What Nickelodeon has recognized, first of all, is that much of what makes kids kids is television. Nearly all the shows Nickelodeon has created are junior versions of adult programs. You Can’t Do That on Television is a Laugh- In-like potpourri of sketches, blackouts and one-liners. Nick Rocks is a little-league MTV, and Don’t Just Sit There is a talk show geared to and hosted by youngsters. The opening of Kids’ Court slyly satirizes TV courtroom shows: two young “litigants” face the camera in dramatic closeup and state their beefs, then whirl and burst into the courtroom-studio to the cheers of an audience.
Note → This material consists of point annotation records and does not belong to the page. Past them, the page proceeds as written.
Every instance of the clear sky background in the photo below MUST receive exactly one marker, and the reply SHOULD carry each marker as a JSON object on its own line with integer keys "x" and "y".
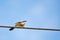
{"x": 37, "y": 13}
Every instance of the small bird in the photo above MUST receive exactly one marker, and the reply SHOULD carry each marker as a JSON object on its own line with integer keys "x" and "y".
{"x": 18, "y": 24}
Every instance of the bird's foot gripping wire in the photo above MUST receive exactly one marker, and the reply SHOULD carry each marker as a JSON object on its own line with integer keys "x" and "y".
{"x": 11, "y": 29}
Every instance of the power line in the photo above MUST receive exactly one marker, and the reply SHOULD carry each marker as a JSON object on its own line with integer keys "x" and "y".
{"x": 51, "y": 29}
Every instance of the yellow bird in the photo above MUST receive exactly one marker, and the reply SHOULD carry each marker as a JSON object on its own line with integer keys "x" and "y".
{"x": 18, "y": 24}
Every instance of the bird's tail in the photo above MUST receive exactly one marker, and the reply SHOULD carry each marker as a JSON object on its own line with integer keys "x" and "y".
{"x": 11, "y": 29}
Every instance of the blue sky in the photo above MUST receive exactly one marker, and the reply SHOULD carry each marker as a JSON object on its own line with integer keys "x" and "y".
{"x": 37, "y": 13}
Take that, Judge Wapner.

This hip, TV-savvy attitude is also a major feature of Nick at Nite, the three-year-old companion service aimed primarily at adults, which takes over in the evenings when Nickelodeon signs off. The channel offers mostly old reruns, from The Donna Reed Show to Saturday Night Live, but the retreads are given a self-parodying spin with tongue-in-cheek promos (a “How to Be Donna Reed” home-study course) and special events like a “Do-It-Yourself Sitcom” contest. In that one, viewers were asked why their life ought to be a comedy series. Three families were then chosen to act out their own mini-sitcoms, with the help of guest stars like Eve Plumb of The Brady Bunch.

More original programming is on the way. This week Nick at Nite offers Tattertown, a cartoon pilot from raffish animator Ralph Bakshi (Fritz the Cat) about a world where discarded objects come to life. Nickelodeon, meanwhile, is developing a sitcom about kids at a dude ranch, as well as a new show for preschoolers, Eureka’s Castle, that will use animation, puppets and live action to explore problems like being afraid of the dark.

Not all adults are enthralled by Nickelodeon. Double Dare and another game show called Finders Keepers (now off the air) have been denounced for encouraging exhibitionism and greed — the sort of schoolmarmish complaint that deserves a dousing with green slime. Peggy Charren, president of Action for Children’s Television, praises the channel as a healthy alternative to network fare but is worried that some of its newer shows “may have gone a little overboard taking a Mad magazine approach.”

Charren is also concerned about the channel’s expanding commercial ventures. Nickelodeon did not even run commercials before 1984; now it has entered the syndication market and is licensing its name for products ranging from shampoo to sneakers. “We are a channel for kids and an advocate for kids first,” says Laybourne. “The licensing is only an afterthought.” Such ventures, moreover, enable the channel to prosper and expand its programming — a fact of TV life that Nickelodeon’s savvy young viewers would certainly understand. Call it: Why You Can Do That on Television.